# The Laws of Kiriban



## KitsuneKit (Dec 5, 2008)

> Kiriban (n)
> 1.  A milestone; an interesting number displayed on a web counter, such as 10000; particularly, one selected by the website owner for the purpose of giving a prize to whoever reaches it.
> 2.  A gift or prize given to one who reaches such a milestone.
> 3.  The system of giving gifts to those who reach web count milestones.




There is an sort of unspoken point how pageviews Kiriban is supposed to work, so I'm going to put down how I interpret the rules of it.

Rule 1.  Kiriban is only at the artist's discretion.  If the artist doesn't want to draw something, they don't have to.

Rule 2.  You must have proof.  Screenshot and you must include the time as well.

Rule 3.  First come, first serve.  It is possible that two people can manage to get a screenshot of the person's same amount of pageviews, in which case, whoever gets in contact with the artist first wins the prize.

Rule 4.  Kiriban should be at the thousand marks only.  1000, 2000, 3000, or any (n x 1000)

Rule 5.  Use good judgement.  You can't ask for a huge epic comic series just because you got a screenshot, it will probably be a sketch or something small or easy.

Rule 6.  Don't cheat.  Seriously.


And those are how I take the rules of it.  What are your opinions on this?


----------



## Kiriska (Dec 5, 2008)

Eh, honestly. The "rules" are whatever the artist feels like making them. After all, it's more them thanking their viewers more than anything else. No one else has the right to impose anything on them. If the artist wants hard, solid, documented proof and is only willing to draw a little doodle in return, then so be it. If they're more flexible and are willing to do a full out colored picture, that's cool too. If they want their kiriban to be for the 327877th visitor, whatever, y'know?


----------



## ChapperIce (Dec 13, 2008)

I follow 1000's and 1500's personally since it's a nice clean number or numbers that're like 9999 or 6666. Same number all the way across. I don't advertise them much and if anyone catches it and brings it to my attention I'll make a note to try to draw them something.


----------



## uncia (Dec 13, 2008)

KitsuneKit said:


> Rule 2.  You must have proof.  Screenshot and you must include the time as well.
> 
> Rule 3.  First come, first serve.  It is possible that two people can manage to get a screenshot of the person's same amount of pageviews, in which case, whoever gets in contact with the artist first wins the prize.

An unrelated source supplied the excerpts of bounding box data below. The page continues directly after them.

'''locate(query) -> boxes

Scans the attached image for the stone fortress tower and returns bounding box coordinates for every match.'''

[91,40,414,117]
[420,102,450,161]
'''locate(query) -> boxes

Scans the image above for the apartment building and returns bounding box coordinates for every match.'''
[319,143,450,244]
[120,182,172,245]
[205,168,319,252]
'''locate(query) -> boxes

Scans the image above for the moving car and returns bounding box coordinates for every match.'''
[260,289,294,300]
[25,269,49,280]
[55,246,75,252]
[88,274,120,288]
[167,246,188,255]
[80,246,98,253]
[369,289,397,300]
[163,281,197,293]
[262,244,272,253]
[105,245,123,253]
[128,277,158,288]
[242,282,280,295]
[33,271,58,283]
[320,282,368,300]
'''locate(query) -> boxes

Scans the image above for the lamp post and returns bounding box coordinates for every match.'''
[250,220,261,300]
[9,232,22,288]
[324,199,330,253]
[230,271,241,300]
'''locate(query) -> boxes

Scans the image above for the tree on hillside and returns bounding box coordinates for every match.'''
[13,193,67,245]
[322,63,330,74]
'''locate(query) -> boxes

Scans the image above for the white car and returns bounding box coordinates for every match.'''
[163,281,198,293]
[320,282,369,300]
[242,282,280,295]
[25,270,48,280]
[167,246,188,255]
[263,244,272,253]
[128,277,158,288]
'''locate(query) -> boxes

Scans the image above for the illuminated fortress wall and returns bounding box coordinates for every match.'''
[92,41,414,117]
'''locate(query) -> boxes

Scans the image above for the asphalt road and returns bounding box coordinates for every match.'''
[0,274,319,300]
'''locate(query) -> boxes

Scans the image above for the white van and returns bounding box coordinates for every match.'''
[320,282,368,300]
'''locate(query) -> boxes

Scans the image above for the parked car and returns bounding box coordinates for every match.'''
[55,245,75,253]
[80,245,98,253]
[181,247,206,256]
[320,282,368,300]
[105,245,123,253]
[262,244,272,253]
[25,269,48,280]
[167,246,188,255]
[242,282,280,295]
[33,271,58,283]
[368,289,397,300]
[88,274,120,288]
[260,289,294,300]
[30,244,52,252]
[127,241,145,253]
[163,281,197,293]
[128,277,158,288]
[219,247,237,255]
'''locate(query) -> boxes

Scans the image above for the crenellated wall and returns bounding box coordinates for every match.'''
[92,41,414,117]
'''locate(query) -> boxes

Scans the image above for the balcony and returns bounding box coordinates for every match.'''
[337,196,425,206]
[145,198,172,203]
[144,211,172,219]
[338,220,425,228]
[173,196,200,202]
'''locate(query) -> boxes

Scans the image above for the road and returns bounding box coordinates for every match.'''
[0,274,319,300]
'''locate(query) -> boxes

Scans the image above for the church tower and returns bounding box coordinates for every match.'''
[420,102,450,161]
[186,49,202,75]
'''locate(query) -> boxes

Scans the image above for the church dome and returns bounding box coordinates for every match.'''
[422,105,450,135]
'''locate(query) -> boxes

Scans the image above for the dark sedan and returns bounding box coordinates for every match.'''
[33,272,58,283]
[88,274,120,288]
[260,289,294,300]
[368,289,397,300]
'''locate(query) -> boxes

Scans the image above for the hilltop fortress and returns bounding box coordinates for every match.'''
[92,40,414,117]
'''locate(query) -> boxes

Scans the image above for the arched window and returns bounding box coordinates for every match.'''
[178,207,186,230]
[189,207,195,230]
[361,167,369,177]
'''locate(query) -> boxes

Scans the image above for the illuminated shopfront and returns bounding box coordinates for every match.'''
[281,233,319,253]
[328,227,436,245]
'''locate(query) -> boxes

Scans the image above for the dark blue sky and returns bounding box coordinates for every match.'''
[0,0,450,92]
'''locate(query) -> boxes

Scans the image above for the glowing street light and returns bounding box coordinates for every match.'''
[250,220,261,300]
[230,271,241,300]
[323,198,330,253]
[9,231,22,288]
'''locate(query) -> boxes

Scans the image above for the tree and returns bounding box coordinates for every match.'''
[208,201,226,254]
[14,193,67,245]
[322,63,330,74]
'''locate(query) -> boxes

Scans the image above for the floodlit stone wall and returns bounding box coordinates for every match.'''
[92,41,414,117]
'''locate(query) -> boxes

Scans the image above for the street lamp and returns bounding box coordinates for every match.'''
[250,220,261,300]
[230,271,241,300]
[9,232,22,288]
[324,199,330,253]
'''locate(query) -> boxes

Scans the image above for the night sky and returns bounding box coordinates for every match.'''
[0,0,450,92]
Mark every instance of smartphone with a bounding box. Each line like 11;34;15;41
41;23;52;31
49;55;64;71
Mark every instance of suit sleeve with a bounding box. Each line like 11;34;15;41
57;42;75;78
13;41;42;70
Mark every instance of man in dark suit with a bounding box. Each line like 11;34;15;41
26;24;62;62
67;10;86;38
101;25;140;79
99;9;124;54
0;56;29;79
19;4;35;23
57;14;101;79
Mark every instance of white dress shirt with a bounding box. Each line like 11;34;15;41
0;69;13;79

*g*. Roll on boredom when there's an automatic system which can handle that behind the scenes without the crazy dash to get a screenshot of the same (should-be-impossible-but-isn't) page view count. 

_*makes note to add 327877th for Kiriska to my to-do list* - nothing wrong with long-term planning. ^^_


----------



## SpiritCreations (Jan 1, 2009)

Kiriska said:


> Eh, honestly. The "rules" are whatever the artist feels like making them. After all, it's more them thanking their viewers more than anything else. No one else has the right to impose anything on them. If the artist wants hard, solid, documented proof and is only willing to draw a little doodle in return, then so be it. If they're more flexible and are willing to do a full out colored picture, that's cool too. If they want their kiriban to be for the 327877th visitor, whatever, y'know?



I agree completely. The rules should be up to the artist and whatever they want. 

Personally, I don't do anything special for anyone who catches a screenshot of such numbers. I'm *highly* grateful for my watchers and I love them dearly, but I'm so busy. I give a pat on the back and say "thanks!" 

I might do something for my 111,111th pageview since all 1's is a special number for me, but we'll see.


----------